The supportive buddy partnership does not end with the retreat. Buddies continue supporting each other through continued dialog after the retreat, be it meeting up in person or video calls. 

Breaks allow participants to continue exploring themselves, and the surrounding area. Photo courtesy of Lauren Petkin.


While the work is intensive at an emotional and spiritual level, breaks from SCPI activities allowed participants to swim, hike, explore Chacala, and reflect in their own spaces.  Participants walked away from SCPI with a deeper commitment to their work and an enriched set of skills to assist in connecting to people more deeply and authentically. They also developed a deeper understanding of why they do this work. “We think it’s an antidote to burnout, to be able to access your motivations and understand your motivations and work from them,” Friedman posits. 

For Randy Lewis, “the week allowed me to carefully separate my role and the roles of those around me. I am better able to own, use and understand what belongs to me without compromising my values or the value of my life experiences while making similar allowances for others who are also involved.”

“This course is about mediation, but it’s also about how to be a better human,” Sullivan concludes. 

What comes next?

While the next Mar de Jade retreat is not until 2022, the CUC is planning some one-day programs to be held throughout the year.

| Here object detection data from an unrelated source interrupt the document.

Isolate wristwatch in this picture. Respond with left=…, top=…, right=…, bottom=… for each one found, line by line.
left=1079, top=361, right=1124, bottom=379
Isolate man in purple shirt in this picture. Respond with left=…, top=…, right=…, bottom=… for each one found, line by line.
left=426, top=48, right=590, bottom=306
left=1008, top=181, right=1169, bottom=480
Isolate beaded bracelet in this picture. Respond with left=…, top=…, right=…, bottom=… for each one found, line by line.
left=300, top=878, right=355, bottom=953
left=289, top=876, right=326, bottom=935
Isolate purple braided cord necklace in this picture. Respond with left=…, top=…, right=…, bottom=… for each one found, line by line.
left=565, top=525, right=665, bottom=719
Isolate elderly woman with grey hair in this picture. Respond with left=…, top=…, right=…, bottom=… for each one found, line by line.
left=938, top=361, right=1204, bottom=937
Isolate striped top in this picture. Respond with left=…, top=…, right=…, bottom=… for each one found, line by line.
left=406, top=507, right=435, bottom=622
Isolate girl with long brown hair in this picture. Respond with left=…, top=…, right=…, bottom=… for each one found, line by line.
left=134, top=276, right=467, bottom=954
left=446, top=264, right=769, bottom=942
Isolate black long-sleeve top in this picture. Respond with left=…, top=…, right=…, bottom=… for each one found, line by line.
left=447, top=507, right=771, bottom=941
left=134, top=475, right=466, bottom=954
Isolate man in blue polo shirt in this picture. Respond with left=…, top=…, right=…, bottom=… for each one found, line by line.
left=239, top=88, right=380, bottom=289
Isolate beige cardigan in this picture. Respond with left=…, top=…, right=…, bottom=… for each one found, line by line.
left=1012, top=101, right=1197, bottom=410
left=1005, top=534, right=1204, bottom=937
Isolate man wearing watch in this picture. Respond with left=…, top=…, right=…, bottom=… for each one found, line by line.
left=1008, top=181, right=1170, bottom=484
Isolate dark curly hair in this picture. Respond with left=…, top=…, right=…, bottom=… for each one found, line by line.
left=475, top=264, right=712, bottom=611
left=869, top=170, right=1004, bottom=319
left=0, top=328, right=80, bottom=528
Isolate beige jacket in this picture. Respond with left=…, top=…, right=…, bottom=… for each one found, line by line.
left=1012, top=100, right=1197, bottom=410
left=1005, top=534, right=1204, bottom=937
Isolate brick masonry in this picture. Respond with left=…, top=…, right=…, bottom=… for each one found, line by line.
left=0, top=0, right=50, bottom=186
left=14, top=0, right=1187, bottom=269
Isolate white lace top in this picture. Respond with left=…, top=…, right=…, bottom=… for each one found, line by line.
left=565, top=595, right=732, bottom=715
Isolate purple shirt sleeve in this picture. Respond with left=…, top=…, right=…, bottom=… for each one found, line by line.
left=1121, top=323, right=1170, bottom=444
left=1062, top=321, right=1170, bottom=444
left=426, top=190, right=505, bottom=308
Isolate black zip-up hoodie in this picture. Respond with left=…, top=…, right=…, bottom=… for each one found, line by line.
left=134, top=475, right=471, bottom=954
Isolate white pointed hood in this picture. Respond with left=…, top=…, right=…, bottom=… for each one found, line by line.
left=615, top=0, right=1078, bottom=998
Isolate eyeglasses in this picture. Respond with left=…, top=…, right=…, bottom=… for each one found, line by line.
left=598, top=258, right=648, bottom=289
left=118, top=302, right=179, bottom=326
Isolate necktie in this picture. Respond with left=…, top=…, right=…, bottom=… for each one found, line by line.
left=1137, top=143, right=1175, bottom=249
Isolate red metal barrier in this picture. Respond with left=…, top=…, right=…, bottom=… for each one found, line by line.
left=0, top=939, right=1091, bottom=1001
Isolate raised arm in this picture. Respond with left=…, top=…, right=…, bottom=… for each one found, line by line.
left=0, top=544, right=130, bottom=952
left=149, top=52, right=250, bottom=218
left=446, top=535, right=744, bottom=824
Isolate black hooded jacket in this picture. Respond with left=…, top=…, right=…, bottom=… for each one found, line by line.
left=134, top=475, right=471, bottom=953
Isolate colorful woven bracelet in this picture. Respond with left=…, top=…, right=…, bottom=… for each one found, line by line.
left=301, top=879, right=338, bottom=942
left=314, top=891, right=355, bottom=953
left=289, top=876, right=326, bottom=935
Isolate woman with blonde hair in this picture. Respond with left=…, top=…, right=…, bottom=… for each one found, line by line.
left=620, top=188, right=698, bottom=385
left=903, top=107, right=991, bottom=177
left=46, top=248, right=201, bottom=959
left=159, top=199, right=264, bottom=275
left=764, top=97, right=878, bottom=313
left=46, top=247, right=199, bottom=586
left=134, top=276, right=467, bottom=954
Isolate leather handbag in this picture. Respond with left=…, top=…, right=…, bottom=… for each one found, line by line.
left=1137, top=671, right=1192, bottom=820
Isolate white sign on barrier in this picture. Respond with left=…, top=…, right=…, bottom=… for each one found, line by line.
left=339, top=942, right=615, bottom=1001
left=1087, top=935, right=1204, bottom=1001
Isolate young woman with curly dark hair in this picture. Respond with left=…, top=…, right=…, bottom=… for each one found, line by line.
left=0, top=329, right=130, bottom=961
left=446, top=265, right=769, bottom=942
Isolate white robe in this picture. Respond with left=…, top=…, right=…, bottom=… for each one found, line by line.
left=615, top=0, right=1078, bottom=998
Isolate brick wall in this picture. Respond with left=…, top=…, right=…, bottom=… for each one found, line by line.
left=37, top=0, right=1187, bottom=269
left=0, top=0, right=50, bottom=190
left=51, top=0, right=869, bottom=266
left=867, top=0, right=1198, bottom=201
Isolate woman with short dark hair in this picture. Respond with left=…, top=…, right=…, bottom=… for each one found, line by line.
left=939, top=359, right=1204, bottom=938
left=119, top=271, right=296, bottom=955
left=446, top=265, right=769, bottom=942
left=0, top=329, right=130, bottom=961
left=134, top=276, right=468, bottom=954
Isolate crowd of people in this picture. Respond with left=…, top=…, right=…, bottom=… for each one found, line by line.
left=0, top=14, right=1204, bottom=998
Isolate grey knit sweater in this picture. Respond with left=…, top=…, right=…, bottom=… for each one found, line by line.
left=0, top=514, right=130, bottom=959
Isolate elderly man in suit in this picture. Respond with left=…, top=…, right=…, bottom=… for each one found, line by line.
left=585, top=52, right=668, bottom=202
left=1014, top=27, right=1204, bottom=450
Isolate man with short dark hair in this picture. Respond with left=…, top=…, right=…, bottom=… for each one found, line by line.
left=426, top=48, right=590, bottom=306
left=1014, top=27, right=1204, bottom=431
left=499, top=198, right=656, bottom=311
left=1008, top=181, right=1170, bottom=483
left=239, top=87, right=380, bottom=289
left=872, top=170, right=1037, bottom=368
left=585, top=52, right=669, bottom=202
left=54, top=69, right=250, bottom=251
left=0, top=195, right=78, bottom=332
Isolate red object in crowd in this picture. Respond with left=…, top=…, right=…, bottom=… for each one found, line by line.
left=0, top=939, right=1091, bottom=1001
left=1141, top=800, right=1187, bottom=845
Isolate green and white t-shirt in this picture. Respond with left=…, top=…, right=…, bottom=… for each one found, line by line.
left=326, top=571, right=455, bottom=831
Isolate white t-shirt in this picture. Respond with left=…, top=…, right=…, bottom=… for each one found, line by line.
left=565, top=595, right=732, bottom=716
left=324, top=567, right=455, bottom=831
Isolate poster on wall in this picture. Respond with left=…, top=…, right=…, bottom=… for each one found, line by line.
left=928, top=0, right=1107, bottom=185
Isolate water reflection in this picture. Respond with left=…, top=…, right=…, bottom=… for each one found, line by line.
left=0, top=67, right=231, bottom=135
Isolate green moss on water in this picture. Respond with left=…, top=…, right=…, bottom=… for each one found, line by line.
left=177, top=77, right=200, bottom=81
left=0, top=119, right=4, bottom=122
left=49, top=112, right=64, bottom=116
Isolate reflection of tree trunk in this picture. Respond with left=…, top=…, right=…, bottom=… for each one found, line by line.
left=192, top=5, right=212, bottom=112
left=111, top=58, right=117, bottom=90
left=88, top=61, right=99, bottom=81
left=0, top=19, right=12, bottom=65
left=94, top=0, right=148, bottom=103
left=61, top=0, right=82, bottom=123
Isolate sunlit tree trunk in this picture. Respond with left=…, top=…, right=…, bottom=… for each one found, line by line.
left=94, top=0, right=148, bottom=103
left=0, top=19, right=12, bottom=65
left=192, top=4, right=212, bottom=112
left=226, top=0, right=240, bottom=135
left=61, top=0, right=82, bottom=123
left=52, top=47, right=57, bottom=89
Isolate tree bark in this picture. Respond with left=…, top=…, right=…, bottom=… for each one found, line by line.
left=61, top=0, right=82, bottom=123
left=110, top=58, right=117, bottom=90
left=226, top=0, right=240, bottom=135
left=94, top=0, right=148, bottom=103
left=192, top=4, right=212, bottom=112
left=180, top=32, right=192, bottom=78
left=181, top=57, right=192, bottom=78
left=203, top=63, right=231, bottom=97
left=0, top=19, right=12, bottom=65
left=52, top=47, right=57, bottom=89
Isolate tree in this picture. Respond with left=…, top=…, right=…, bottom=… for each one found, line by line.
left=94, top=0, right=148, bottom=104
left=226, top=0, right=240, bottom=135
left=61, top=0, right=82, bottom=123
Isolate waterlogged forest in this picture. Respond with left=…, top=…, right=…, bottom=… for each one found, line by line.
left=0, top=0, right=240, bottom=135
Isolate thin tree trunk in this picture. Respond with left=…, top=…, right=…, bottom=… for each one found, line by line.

Additionally, the CUC with the Everyday Zen Foundation will be holding an intensive in Talloires, France this fall. 

Individuals interested in participating in a future SCPI program are highly encouraged to participate in one of the CUC’s introductory mediation and conflict resolution programs first. Friedman’s book, Inside Out: How Conflict Professional Can Use Self-Reflection to Help Their Clients also provides an intricate guide into this process.